What's Happening?
MaaT Pharma has announced the results of its pivotal ARES Phase 3 trial for MaaT013 (Xervyteg®), a treatment for severe acute Graft-versus-Host Disease (aGvHD) with gastrointestinal involvement. The trial demonstrated
a 54% one-year overall survival rate, with significant gastrointestinal response rates at various checkpoints. The study involved 66 patients who were refractory to corticosteroids and ruxolitinib, showing a durable clinical benefit. MaaT013 is currently under regulatory review by the European Medicines Agency, with a decision expected in mid-2026.
Why It's Important?
The trial results are significant for patients with aGvHD, a condition with limited treatment options and poor prognosis. The high response rates and survival benefits observed in the trial suggest that MaaT013 could become a critical third-line therapy for aGvHD, addressing a significant unmet medical need.
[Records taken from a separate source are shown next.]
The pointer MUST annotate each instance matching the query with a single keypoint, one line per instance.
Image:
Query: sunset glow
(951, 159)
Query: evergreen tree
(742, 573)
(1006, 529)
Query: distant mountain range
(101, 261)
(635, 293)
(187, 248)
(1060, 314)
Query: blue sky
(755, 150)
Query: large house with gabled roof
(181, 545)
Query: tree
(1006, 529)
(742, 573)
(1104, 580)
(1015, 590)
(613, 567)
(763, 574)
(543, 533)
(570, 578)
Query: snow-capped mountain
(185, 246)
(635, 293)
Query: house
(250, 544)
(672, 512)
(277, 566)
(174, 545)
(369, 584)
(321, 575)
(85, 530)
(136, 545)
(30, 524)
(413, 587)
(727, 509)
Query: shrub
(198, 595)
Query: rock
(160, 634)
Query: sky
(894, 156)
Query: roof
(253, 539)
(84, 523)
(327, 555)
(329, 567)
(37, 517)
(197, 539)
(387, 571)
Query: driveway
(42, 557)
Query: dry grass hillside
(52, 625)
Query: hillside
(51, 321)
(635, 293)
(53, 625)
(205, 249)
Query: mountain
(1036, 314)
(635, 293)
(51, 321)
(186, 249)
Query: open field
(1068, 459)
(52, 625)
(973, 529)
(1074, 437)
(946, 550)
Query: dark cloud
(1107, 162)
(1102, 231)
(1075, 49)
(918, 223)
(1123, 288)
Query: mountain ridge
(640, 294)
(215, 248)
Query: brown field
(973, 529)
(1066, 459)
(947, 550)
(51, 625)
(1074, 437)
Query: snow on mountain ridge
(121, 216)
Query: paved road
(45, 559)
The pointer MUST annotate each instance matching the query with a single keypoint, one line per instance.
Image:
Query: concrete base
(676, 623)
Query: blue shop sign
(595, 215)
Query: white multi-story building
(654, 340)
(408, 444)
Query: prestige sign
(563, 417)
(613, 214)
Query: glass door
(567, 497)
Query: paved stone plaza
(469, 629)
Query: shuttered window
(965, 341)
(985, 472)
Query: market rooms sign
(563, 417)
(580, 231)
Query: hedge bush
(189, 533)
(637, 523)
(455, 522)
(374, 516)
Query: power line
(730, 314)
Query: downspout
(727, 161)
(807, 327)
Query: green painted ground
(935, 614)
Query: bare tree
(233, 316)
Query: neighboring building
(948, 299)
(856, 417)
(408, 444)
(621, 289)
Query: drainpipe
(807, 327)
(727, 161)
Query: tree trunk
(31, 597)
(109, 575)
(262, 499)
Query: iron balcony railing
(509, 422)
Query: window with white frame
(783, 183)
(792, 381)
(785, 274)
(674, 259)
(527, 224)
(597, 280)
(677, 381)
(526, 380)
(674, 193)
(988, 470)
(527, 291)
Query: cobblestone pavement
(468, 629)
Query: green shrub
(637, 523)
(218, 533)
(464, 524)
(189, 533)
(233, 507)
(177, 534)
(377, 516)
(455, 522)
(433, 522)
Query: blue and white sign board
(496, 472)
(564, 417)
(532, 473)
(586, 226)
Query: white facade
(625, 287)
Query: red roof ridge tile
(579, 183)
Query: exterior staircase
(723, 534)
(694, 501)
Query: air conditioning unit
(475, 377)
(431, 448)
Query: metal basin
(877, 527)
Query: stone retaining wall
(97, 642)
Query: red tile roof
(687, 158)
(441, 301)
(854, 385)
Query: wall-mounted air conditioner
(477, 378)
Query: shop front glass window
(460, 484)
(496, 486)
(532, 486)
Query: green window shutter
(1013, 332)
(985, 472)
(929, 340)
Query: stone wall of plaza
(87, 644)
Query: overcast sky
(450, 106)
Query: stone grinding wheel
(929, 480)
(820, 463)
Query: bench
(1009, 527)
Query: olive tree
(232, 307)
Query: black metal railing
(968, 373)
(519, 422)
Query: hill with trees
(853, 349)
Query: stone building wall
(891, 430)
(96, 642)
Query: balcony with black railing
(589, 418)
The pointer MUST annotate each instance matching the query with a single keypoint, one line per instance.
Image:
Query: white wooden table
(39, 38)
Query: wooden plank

If approved, MaaT013 would be the first microbiotherapy in oncology, potentially setting a new standard for treating this challenging condition. The findings also highlight the potential of microbiome-based therapies in modulating immune responses and improving patient outcomes.
What's Next?
MaaT Pharma plans to submit the trial results for publication in a peer-reviewed medical journal. The company is also awaiting a regulatory decision from the European Medicines Agency, which could lead to the approval of MaaT013 as a new treatment option for aGvHD. If approved, MaaT013 would be the first microbiome-driven therapy in oncology, potentially paving the way for similar treatments in other immune-mediated conditions.